It can work (easily!): Serverless React and web crawlers

(Want to get straight to the point? Tired of reading a bunch of words before seeing a solution? I get it. Jump to the end: My Step by Step Guide to React and Crawlers.

If you have a little more time, though, read on.)

When I started building www.helloclue.com, I decided to use React. Compared with other Javascript frontend frameworks I’d used before, it seemed like it might actually have some longevity, and longevity is my biggest pain point about JS frameworks.

After some initial learning curve, I was off the ground running with React, quickly building UI components, our Contentful client, and integrations between all of those. For the first version of our site, we are using a service, Contentful, as a CMS backend, which means that I was able to start building this site serverless.

It got me up and running so much faster. Perfect! Right?

I asked the question, so you know the answer is no.

When it came time to get the site up and deployed, it seemed incredibly easy, until it didn’t. I quickly ran into what seems like a super common problem site creators run into when using dynamic JS frameworks like React for Single Page Applications (SPAs). Crawlers just don’t know how to act, or at least they don’t act how you’d want them to when they get to your pages.
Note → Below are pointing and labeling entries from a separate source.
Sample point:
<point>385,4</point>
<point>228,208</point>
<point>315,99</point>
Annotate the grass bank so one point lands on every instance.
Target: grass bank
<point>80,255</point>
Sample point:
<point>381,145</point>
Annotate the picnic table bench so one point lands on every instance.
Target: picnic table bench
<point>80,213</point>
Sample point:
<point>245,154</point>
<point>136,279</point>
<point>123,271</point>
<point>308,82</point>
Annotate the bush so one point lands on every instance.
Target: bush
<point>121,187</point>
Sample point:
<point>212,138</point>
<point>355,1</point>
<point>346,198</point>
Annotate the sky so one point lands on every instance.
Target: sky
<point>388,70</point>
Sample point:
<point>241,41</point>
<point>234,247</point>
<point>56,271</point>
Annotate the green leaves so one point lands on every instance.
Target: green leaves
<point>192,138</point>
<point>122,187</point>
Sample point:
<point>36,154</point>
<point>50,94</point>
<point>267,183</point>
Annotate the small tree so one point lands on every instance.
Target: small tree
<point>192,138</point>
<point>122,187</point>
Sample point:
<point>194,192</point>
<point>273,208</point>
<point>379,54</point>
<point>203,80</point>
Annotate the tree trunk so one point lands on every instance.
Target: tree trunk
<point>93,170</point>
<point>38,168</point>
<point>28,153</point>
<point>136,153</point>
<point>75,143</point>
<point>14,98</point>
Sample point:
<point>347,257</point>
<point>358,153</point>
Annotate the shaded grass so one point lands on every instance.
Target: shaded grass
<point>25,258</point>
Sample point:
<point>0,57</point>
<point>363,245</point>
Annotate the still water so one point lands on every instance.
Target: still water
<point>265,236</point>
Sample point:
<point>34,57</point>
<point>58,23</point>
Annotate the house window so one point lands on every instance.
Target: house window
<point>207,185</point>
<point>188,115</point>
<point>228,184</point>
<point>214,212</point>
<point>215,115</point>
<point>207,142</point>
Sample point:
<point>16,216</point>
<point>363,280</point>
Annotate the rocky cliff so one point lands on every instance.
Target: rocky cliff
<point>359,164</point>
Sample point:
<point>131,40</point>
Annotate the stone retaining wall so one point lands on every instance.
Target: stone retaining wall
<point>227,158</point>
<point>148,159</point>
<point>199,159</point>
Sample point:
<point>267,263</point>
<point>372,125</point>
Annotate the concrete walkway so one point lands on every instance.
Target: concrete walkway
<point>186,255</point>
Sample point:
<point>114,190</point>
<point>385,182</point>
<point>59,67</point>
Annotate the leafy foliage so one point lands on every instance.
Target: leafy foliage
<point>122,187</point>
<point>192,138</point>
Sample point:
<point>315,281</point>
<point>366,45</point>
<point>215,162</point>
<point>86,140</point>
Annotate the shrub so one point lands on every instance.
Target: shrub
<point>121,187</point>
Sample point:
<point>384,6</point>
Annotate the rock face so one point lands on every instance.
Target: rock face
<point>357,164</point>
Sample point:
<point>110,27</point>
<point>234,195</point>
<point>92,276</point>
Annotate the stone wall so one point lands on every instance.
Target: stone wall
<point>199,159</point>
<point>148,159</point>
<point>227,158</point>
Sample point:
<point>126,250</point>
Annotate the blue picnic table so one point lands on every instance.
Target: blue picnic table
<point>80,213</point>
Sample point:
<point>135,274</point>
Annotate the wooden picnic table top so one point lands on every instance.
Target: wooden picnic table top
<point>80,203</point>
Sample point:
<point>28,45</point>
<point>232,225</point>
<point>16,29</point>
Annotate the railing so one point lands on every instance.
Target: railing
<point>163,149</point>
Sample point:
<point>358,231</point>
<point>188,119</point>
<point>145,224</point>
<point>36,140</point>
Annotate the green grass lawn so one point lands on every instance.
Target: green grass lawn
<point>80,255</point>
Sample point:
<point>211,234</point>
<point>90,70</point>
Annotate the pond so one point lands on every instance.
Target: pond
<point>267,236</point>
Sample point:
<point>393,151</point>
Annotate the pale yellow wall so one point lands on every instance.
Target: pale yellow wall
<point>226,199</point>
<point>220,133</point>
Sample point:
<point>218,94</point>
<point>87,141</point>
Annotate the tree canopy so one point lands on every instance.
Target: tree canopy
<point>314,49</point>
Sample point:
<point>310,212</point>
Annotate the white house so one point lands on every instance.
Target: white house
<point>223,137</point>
Pages are generated dynamically by injected JS. This works perfectly for users, but often crawlers (Twitter, Facebook, etc.) don’t execute JS — and even when they do (shoutout to Google), they often return long before the full page’s data has loaded, resulting in your blank page frame being scraped and stored.
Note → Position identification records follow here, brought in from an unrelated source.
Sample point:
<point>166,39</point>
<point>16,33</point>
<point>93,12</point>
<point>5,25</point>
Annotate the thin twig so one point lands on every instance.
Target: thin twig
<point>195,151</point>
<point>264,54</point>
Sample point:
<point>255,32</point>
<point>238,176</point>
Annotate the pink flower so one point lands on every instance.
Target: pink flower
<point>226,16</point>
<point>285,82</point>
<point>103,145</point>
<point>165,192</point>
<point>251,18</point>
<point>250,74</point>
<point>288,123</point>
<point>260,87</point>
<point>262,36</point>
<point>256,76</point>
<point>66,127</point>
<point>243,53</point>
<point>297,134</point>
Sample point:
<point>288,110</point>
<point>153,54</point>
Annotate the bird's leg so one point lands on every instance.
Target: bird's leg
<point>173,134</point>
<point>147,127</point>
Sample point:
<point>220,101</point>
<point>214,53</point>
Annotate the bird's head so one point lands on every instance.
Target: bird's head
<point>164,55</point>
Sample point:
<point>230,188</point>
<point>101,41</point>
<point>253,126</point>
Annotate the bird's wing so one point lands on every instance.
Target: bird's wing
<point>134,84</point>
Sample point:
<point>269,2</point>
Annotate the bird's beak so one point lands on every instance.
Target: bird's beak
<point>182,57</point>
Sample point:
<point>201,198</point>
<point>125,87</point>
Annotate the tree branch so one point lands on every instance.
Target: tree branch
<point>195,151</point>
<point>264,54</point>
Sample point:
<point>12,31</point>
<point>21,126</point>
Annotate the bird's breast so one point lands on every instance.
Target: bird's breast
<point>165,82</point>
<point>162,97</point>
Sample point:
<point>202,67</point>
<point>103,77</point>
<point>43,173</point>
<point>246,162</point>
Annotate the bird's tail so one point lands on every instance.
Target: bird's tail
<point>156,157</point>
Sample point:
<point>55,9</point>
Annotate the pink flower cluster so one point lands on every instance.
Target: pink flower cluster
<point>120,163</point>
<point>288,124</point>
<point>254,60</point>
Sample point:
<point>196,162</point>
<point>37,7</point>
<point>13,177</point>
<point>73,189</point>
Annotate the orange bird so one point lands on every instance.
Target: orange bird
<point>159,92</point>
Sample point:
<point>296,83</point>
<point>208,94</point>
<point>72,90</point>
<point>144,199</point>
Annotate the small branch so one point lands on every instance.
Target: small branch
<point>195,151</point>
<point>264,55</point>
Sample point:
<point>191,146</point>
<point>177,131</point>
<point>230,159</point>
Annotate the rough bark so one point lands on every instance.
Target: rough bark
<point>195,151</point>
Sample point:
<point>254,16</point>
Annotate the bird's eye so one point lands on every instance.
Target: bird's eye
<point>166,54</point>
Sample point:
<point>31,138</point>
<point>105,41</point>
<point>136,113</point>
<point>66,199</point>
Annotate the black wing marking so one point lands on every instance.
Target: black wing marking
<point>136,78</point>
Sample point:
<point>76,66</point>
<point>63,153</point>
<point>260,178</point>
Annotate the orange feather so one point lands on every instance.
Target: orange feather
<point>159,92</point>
Well, that’s far from what we want.

Why does this matter so much?

Issues with crawlers are already a fairly clear problem, but with the big vision we have for Clue and www.helloclue.com, it is even more problematic. One of our biggest goals and inspirations for this project is to spread the reach of our educational content much further throughout the world, to users and non-users alike. We believe we have valuable content to share with the world. Content to help people become more informed and empowered about their health.

People are using “Dr. Google” every day to get a first, second, third, etc. opinion on concerns around sexual, reproductive, and menstrual health. The internet is awash with answers, but what about good quality, research-backed answers? We have that content — we just need to get it to those searchers. We can’t do that, though, if we can’t be found, and we can’t be found if crawlers only find our blank frame or a subset of our content, and not the full page.

So, hopefully, you can see, we need Google/Twitter/Bing/Facebook/Baidu/YouNameIt to find us and bring us to the much wider world, which needs good quality information. The internet can help us spread high-quality health information, no matter how hard or taboo it may be to get such information in your own community.

So, back to the tech. Trial and Error Edition.

There was quite a process that went into experimentation, but I eventually found a good process that works for our needs, unblocked me/us, and got us showing up in search results and social sharing widgets like pros!

Here are some of the trials (and errors) I had while trying to get this to work.

Stage 1: SPA Upload with S3 Hosting

This was soooo simple and looked amazing at first. Just build the React project and push up the build/ directory to an S3 bucket. Host the site there. I built a deployment script to handle that and boom, we were up and running.

Visitors could visit and navigate the site like a charm. Crawlers, not so much. Crawlers without Javascript or without “patience” saw absolutely nothing, just the index.html markup.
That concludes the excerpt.